Makinaların yaratabileceği etkilerin, insanları şaşırttığı ve korkuttuğu çok görülmüştür. Zamanında, mertliğin bozulmasını tüfeğin icadına bağlayanlar olmuştu. Sınıflı toplum, insanların kendi yarattıkları ürünler üzerindeki denetimlerini yitirmelerine neden olur. Bu durumda insanlar kendi ürünlerine yabancılaşarak onları hükümdarların ve tanrıların ihsanları olarak görmeye başlarlar. Kendi emeklerinin ürünleri insanlara, kontrol edilemez, korkutucu, gizemli güçlere sahip şeyler gibi görünür. Nasıl işlediğine akıl sır erdirilemeyen makinalar da böyle gizemli şeyler olarak algılanır.

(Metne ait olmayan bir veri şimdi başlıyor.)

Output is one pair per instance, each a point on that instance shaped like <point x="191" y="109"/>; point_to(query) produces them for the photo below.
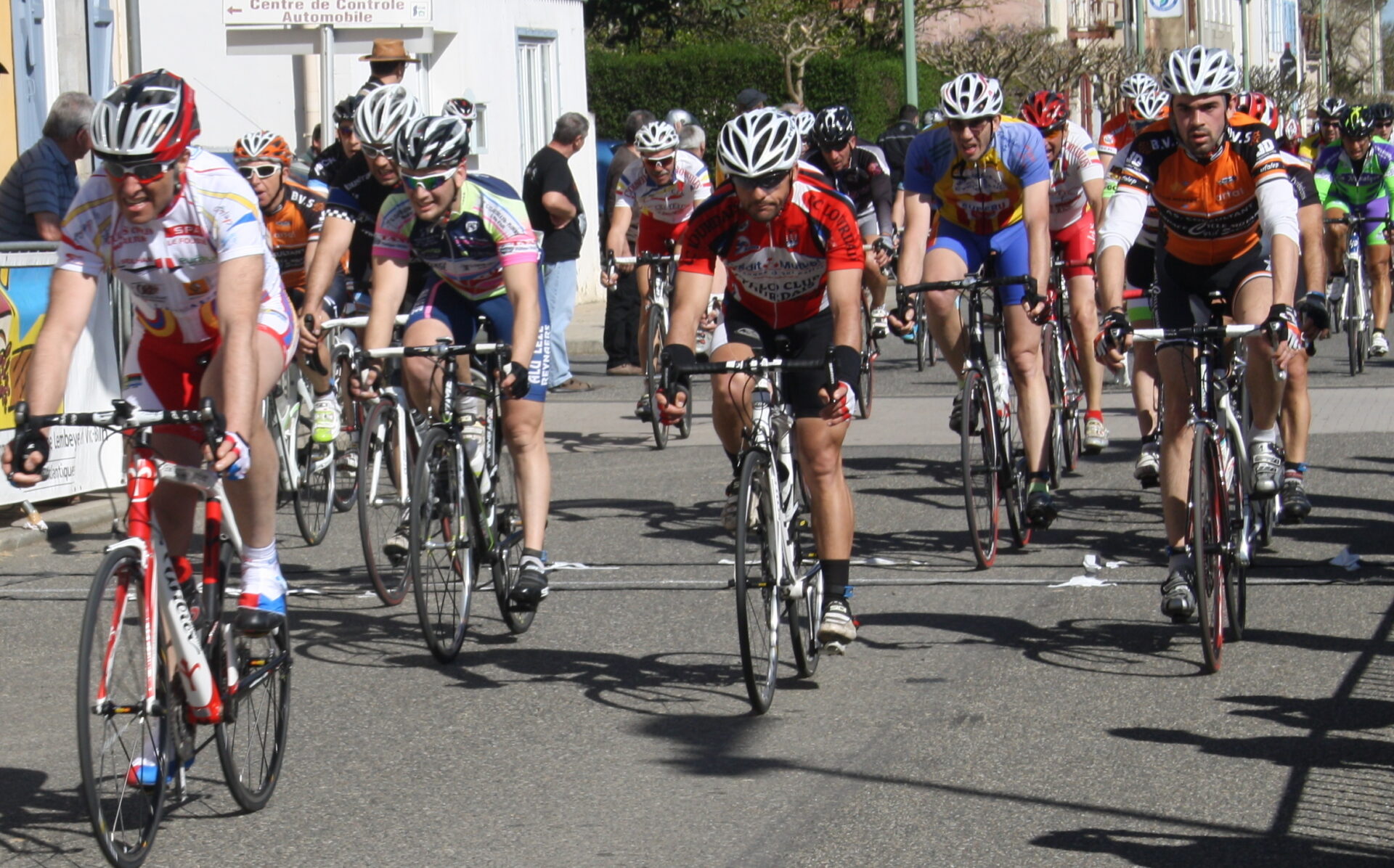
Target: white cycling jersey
<point x="672" y="202"/>
<point x="171" y="263"/>
<point x="1078" y="162"/>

Makinalara olmadık güçler atfetme davranışı bugün de yapay zeka konusundaki tartışmalarda kendisini gösteriyor. Kabaca özetlersek, bu konuda bir iyimser bir de kötümser görüş bulunduğu söylenebilir. İyimser görüşe göre yapay zeka teknolojisi, büyük bir bolluk ve sınırsız olanaklar getirecek, yoksulluğu ortadan kaldıracaktır. Bu görüşler, aslında yapay zekadan önceki tüm teknolojik gelişmeler için de ileri sürülmüştü. Ama nedense o kadar teknolojik gelişmeye rağmen açlık ve yoksulluk ortadan kalkmadı. Bunun nedenlerine birazdan değineceğiz.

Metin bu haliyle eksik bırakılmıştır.